CAPE GIRARDEAU, MO (KFVS) - We find this week's Heartland Cook in a kitchen in Murphysboro, Illinois. Brenda White's husband Dennis contacted us about his wife's tremendous recipe. Dennis says he submitted the recipe for Brenda's Corn Pone Pie because he loves the dish (and Brenda too, of course) so much. The recipe was her mother's originally, but over the years Dennis says Brenda has modified it to perfection. The recipe basically takes all your favorite things about a bowl of chili and wraps it up in a delicious cornbread casserole.
- 1 pound ground chuck
- ½ cup chopped onion
- ½ cup chopped green pepper
- 1 Tablespoon chili powder
- ¾ teaspoon salt
- 1 can diced tomatoes
- 1 cup drained & rinsed red beans
- 1 box Jiffy corn muffin mix
Preheat oven to 350 degrees.
Brown ground chuck along with onion and peppers in the same pan over medium heat. Add chili powder, salt, diced tomatoes, and red beans to pan. Simmer 15 minutes.
Pour meat mixture into a greased 9 x 13 (or smaller!) casserole dish.

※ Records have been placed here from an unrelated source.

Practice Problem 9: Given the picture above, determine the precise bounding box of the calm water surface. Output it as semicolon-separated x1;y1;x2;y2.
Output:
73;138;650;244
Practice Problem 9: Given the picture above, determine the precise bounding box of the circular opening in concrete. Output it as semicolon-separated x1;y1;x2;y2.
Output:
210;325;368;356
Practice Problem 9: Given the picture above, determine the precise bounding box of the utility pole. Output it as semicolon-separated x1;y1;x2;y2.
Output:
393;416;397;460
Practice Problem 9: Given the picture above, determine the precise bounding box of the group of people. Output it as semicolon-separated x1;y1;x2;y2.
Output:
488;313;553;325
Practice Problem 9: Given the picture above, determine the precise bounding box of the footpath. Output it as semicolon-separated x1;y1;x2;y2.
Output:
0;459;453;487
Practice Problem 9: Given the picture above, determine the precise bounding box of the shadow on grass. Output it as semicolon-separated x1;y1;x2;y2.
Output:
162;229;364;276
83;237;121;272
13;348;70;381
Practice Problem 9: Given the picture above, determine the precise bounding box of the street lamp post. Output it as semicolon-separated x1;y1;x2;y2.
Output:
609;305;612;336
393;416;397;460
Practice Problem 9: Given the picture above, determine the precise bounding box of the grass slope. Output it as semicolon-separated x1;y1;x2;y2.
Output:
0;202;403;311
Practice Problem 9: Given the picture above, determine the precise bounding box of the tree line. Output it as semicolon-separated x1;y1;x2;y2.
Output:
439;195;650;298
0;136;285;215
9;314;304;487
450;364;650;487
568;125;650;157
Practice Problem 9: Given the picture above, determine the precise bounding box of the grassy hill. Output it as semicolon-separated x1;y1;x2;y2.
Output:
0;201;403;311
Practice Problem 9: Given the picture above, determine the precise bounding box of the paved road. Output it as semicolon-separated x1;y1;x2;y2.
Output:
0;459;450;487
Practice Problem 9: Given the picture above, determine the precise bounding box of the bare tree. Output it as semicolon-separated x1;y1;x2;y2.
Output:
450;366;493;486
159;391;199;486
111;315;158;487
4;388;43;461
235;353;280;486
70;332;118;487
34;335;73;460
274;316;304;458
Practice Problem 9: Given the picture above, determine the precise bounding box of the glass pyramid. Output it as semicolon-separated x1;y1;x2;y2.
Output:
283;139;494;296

Follow directions on Jiffy corn muffin packaging to make cornbread batter. Pour corn bread batter on top and spread evenly over meat.
Bake 15-20 minutes or until cornbread is golden brown.
Carly's tip: The next time I make this recipe I'll definitely use a smaller casserole dish; or I'll use one and a half boxes of jiffy corn muffin mix. The cornbread batter runs out really quickly with just one box and it's difficult to spread over the entire span of a 9 x 13 pan.